Col D'Aulan franchi, descente à donf, je cherche le col de Peruergue, il doit être là, tu parles Charles. Je passe Saint Auban, c'est beau, jolie vallée, enfin je vois la bifurcation. Dernier col, je m'accroche, pas question de mollir, mais gaffe si je force je risque de tout gâcher. Je maintiens l'allure maxi en moulinant souple, je grimpe, je grimpe, c'est long et pas si bon que cela. Tournes, vires, moulines, un petit point au loin, c'est ma princesse, mon Isa, le col est là. Il est 19h20 selon Isa, j'ai un doute, elle n'a toujours pas changé d'heure, il est 20h20!!!! Il fait froid, dernière question, ok. Il fait nuit, je monte mon phare. Hop là, la descente. Eclairage au top, quelques lacets, je relance au max, il faut que je donne tout pour arriver dans les temps. Descente de folie. Inquiétude, Isa ne me suis pas. Me suis je trompé de route. Pas possible, est elle en panne.... Isa me double après Saint Jalles, elle aussi était inquiète. 20 bornes pour me rattraper. Le sourire me revient, tout va bien. Je lâche tout ce qu'il me reste. Sur une borne Nyons 1 km. Pu... c'est bon. Pas de Nyons, c'était 7 km. Tais toi et pédales. Vous voyez la différence, je ne mouline plus, je pédale à fond, cette fois tout à droite, dès que possible.

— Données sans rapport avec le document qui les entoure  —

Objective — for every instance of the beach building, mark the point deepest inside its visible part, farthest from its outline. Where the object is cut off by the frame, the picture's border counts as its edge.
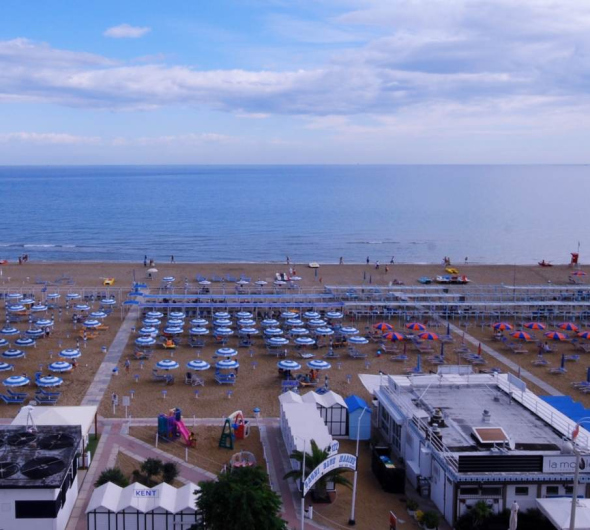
(38, 476)
(467, 437)
(138, 507)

 L'impossible arrive, avec Nyons, ses lumières, Nico, je l'ai fait. Je suis arrivé sur le fil, merci Nico. Je ne suis plus un mulet, mais un phoque, référence à l'odeur. M'en fou, je suis là, j'ai accroché mon premier 200. Chambre d'hôte, je suis "out". Douche, j'ai faim, j'ai soif, je vais bien. On recommence quand? Bises et appels de phare à tous ceux qui m'ont soutenus, même si tous n'ont pas cru en moi. J'avoue que moi non plus je n'étais sûr de rien. En regardant devant, on voit la route même si elle est longue.